美術館などでカナレットを鑑賞して、いまひとつ共感を得られないということがあれば、それは絵そのものが美しいとか、芸術的な魅力があるとか、審美的な目的のみで見ようとするからかもしれません。カナレットの時代はまだ写真というものがなかったので、そのような状況を察すると、カナレットの活躍した時代では今と違った重要性があったかと察せられます。イギリスの貴族の子弟がグランド・ツアーと言って、大陸を旅して見聞を広めるような行為が流行ったそうで、彼らによりヴェネツィアでカナレットの絵を買い求めるという需要があったそうです(当時のカナレット以外の風景画家にも言えることですが)。カナレットの甥にベルナルド・ベロットという画家が居て、彼もカナレットと呼ばれていたようですが、カナレットと似たような絵を描いています。ウィーン美術史美術館に彼の作品を多く展示した部屋があり、あのような調子で描かれた2メートルを超える大作が並んでいるのですが、ずぶんクドイように見えて、最初に観たときの印象はあまり良くないものでした。主に現地の風景を、たぶんカメラオブスクーラを使用して制作した、記録画のような感じで、絵として美しいかというと、好みの差がはっきり分かれるのではないかと思います。しかし当地に何ヶ月か滞在して、現地の地理とか景色に馴染んでくると、描かれているものが途端に意味を持ち、画面の中の情報量が非常に多く、長時間眺めていても飽きない興味深い作品となりました。場合によっては愛おしさまで感じるようになります。現代なら写真を撮るなどできますが、当時だったら、自分の見たものや体験したものを持って帰ろうと思えば、カナレットの絵は最高のものだったでしょう。金持ちとは言え、当時の旅は大変だったでしょうから、それを購入した当人が、その絵から得られるグランドツアーの思い出とか恋しさとか言ったものは、第三者からはなかなか察せられないぐらい大きなものだったのではないでしょうか。

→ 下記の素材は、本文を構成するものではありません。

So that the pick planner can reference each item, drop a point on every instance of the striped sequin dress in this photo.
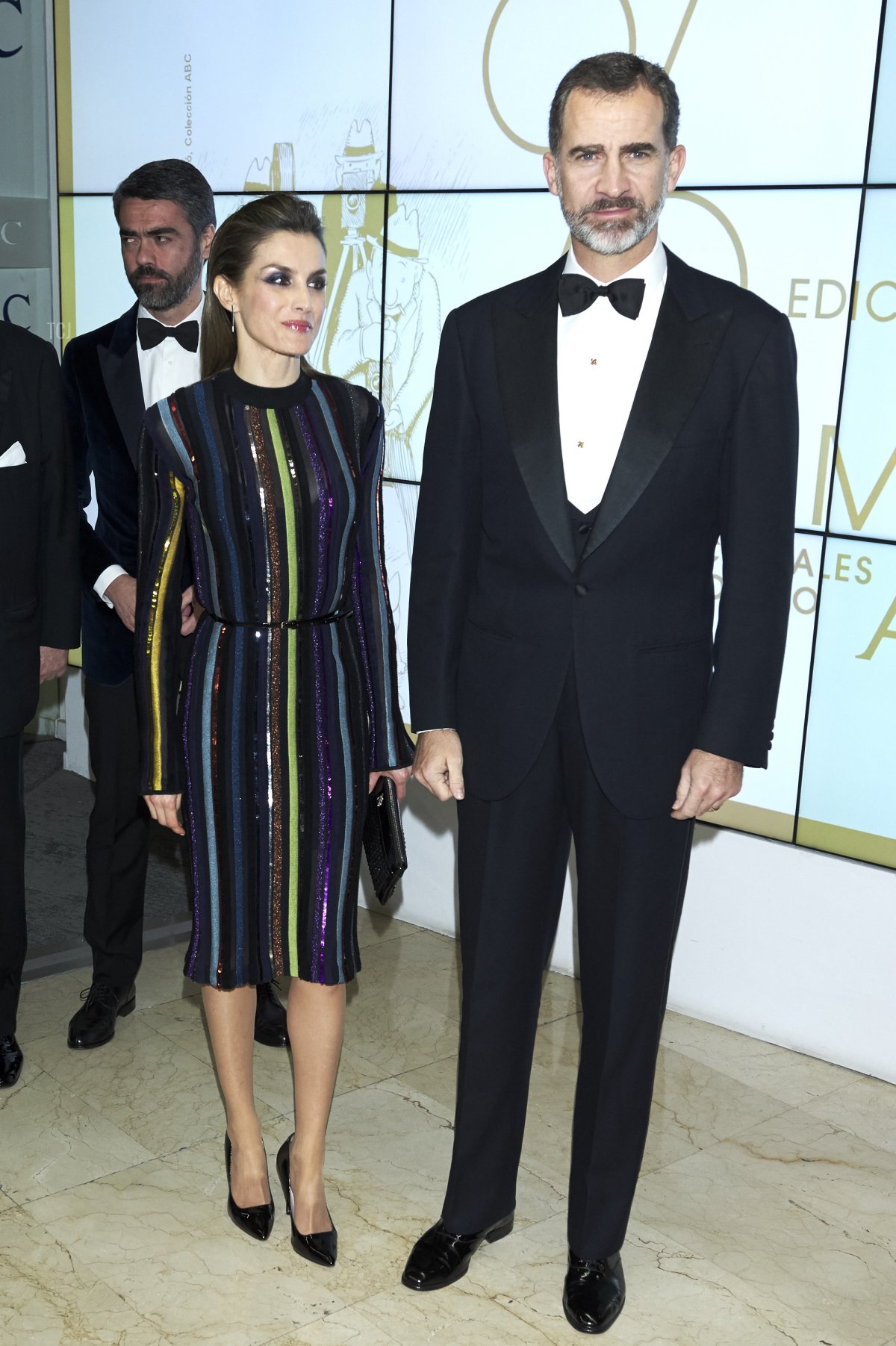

カナレットの場合は、全体の印象を大切に描かれたというよりは、細部まで細かく描写されているので、きっと眺めているだけでもいろいろ思い起こさせるものがあったかと思います。

逆にグァルディの場合は、カナレットと比べて、写真的描写というよりは、全体の雰囲気などを重視し、ときには現実とは違う幻想的な風景の傾向があるため、地域差や時代差を埋める知識や体験がなくても鑑賞できるということが言えるかもしれませんので、時代が変わった今ではより好まれるかもしれませんね。